The costs include: it is not at all practical to import used cars from Japan as happens in New Zealand. 2nd hand vehicles are very cheap in New Zealand (once you drive a new car off the lot its resale value plummets) - as an example the price of an equivalent Nissan Skyline in N.Z. is about 1/2 the price it is in Australia - making it easier for consumers to afford and buy cars.

Of course in most N.Z. cities you arguably NEED to own a car, whereas most Australian cities have a (relatively) decent public transport infrastructure.

As another example, a lot of U.S. and European agricultural products are heavily subsidised - the recent U.S. Australian "free" trade agreement includes a clause saying Australia canNOT negotiate access to the U.S beef market for another 18 years. This means beef in the U.S is more expensive than it needs to be (inefficient production is propped up while more efficient competitors have artifical penalties slapped on them).

Consumers are paying for this twice - via taxes to support the subsidies and via prices being higher than they could be. Is a price reduction worth a significant change in how the U.S beef producers do business (i.e. job losses in the beef sector) worth it? If you think that's an okay sacrfice then isn't it logical that the sacrifice of U.S tech jobs is also sacrificial?

The U.S is in an interesting and difficult position. It's a REALLY expensive place to do things when you compare it to many many other places in the world. In the case of tech it's not as simple as farming cows overseas and then sticking them on a boat (I think the potential cost savings have been overstated by quite a bit because it's not as simple as those embracing outsourcing want it to be), but while the U.S is a relatively expensive place to do business, business owners in the U.S will look offshore to reduce costs.

Walter Rumsby
Sunday, August 29, 2004

LOL, most cars are "made" in "North America."

But remember "North America" includes Canada and Mexico.
Most car parts are not  made in the US. For example most oem  rims are stamped in china then shipped o the U.S.

Funny story: It costs more money to ship an emtpy cargo container back to china, than bring a full one into the U.S. Most containers wind up in states like louisiana.

Most parts do come pre-assembled from other parts of the world. Engines from mexico, frames from china, eletronics assemblies(made from parts shipped from taiwan) from the U.S.

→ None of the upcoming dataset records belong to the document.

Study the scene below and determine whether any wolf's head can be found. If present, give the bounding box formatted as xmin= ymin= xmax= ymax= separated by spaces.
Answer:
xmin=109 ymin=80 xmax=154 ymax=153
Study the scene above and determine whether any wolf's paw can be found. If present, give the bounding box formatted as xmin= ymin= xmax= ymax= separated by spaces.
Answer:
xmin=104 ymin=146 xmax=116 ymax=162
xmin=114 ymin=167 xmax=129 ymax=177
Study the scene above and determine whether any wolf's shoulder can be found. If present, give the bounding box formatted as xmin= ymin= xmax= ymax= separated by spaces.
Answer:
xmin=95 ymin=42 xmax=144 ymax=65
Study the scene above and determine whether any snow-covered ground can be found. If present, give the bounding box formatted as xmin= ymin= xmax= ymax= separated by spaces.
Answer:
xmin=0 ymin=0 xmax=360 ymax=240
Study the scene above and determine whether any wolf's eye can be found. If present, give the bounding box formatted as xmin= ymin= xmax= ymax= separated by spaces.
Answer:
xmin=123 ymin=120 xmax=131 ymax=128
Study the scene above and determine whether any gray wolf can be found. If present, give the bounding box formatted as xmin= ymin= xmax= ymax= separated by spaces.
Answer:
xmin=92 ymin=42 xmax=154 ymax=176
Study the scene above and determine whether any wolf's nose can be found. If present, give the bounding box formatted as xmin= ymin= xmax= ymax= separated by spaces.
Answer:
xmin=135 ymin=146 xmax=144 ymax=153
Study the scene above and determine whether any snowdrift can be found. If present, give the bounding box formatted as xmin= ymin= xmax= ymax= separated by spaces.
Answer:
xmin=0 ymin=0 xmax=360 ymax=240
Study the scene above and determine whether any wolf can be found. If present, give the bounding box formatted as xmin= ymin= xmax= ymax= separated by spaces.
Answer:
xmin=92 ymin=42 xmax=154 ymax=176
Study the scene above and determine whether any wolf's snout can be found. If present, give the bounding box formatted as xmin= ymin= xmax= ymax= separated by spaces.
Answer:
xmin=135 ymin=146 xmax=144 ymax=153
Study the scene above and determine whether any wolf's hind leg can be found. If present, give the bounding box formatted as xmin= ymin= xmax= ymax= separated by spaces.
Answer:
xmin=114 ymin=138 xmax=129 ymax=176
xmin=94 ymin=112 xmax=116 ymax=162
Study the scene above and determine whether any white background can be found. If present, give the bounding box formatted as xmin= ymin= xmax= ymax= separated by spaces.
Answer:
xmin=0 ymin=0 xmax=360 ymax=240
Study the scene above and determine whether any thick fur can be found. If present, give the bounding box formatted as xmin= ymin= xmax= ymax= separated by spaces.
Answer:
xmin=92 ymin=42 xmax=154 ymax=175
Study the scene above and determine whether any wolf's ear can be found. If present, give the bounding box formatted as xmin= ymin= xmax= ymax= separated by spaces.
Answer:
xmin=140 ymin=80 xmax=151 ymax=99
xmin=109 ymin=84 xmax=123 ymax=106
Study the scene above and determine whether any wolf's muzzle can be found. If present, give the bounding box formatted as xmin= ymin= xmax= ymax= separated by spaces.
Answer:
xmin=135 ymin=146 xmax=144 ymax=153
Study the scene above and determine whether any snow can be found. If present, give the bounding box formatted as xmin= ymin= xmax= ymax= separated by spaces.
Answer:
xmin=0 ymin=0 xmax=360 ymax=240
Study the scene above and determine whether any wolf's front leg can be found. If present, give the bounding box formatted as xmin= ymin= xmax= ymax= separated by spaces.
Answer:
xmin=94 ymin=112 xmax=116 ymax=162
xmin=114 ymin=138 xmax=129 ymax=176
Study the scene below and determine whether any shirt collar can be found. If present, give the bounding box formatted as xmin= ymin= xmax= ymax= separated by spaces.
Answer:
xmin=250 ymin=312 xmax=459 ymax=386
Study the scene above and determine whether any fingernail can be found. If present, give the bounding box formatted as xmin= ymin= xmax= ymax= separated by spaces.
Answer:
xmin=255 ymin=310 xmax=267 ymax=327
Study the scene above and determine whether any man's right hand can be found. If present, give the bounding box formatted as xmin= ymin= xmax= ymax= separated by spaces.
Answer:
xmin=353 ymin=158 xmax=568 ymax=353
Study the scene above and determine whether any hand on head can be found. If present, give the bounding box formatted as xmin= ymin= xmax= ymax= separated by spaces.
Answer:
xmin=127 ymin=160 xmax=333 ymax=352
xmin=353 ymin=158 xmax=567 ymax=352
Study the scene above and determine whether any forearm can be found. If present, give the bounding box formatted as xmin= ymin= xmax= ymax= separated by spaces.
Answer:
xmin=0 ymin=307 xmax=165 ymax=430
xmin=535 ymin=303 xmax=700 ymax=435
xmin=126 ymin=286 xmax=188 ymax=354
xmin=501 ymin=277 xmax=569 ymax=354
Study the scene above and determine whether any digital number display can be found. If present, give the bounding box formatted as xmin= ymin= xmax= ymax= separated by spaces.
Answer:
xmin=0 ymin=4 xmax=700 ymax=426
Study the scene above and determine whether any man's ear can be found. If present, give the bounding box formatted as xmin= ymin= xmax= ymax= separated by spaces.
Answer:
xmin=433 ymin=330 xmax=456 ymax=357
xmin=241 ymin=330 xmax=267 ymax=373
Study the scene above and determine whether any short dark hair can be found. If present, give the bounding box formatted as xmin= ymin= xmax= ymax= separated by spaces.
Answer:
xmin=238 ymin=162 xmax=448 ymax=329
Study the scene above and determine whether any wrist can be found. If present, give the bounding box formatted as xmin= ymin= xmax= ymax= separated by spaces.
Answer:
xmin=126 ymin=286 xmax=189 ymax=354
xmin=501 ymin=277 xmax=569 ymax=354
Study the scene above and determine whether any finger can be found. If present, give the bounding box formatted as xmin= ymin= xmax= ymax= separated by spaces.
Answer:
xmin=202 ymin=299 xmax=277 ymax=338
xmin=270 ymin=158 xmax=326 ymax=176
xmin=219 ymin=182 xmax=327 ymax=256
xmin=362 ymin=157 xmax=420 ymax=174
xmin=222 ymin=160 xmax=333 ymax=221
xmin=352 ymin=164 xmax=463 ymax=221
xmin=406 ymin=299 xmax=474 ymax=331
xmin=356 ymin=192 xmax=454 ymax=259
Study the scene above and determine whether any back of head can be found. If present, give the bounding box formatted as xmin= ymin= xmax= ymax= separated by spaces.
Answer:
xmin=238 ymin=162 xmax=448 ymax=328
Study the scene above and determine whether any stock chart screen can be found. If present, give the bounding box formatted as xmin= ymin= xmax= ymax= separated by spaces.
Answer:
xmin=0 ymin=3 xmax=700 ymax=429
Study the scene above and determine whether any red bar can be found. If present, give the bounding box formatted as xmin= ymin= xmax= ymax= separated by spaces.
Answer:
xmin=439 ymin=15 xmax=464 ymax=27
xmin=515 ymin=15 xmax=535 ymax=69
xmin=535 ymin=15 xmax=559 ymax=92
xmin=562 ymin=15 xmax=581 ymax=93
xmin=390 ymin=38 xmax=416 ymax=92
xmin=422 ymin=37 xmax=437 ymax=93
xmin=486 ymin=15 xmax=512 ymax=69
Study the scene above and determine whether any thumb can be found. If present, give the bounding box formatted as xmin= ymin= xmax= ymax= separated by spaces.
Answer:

Most cars are assembled using the concept of just-in-time manufacturing. Meaning parts arrive just in time to be used in assembling the final product.

The big three have very strict standards that they push down to thier suppliers. Infact when GM says they want to cust costs, they realy mean then want their suppliers to give them a better deal. Most agree because having an oem contract is like printing money sometimes.

As for the "Made in the USA" label, no one realy cares excep t for the japanese. There is a hot lowrider subculture in japan that goes crazy for anything lowrider from the U.S. There is this guy that imports rims from korea into the U.S. then sends them back to Japan labled U.S.A.

As for BMW, they are assembling SUV's in North America because it's cheaper than dealing with the labor unions in germany. Just try getting fired there and they'll send you on holiday for stress relief. Since it's a new plant, they don't have to deal with labor unios in the U.S. To make the deal sweeter, don't forget to subtract the sipping an import tax on finished goods.

Yes, there are times when it's cheaper to build things in the U.S. Especialy when it involves import taxes. The big tree are rushing to build plants in Mexico because of NAFTA, just like the CRT manufactures(which is in major decline at the moment because of the growth in demand of flat displays).

Because of the close proximity, then can ship back engines at little cost and not have to pay high tarifs on a completed car.

Don't buy into that "Made In the U.S.A" hype, most people in the U.S. don't either. They are more than willing to pay more for "German Engineered", "Italian designed" parts than made in the U.S. But in general, it's the price that matters, which is why china is just about killing most manufacturing in the U.S.

On a side note: SoCal has become the hot bed of car design in the last few years. Everyone has jumped on the band wagon and opened thier own design center. California is one of the most influential car markets in the world. The L.A. Car shows draws ten's of thousands every year.

It is also the hot bed of after market parts. We have a very big car culture, where you are judged by what you drive. The car is truely king here, without a central metropolitan area like New York or chicago, it's hard to live without one.

anon-88
Sunday, August 29, 2004

There's also a dirtier side to tariff avoidance.

There are provisions that allow for a company to ship parts between operations tariff-free.  So, when a global company manufactures an end product in the United States, components can be manufactured or purchased by one of their offshore operations and then transferred to the US plant.

I'm not saying the auto makers are doing this, but I worked for a Japanese electronics company that did.  The US plant was just a final assembly plant - much of the value added occurred offshore.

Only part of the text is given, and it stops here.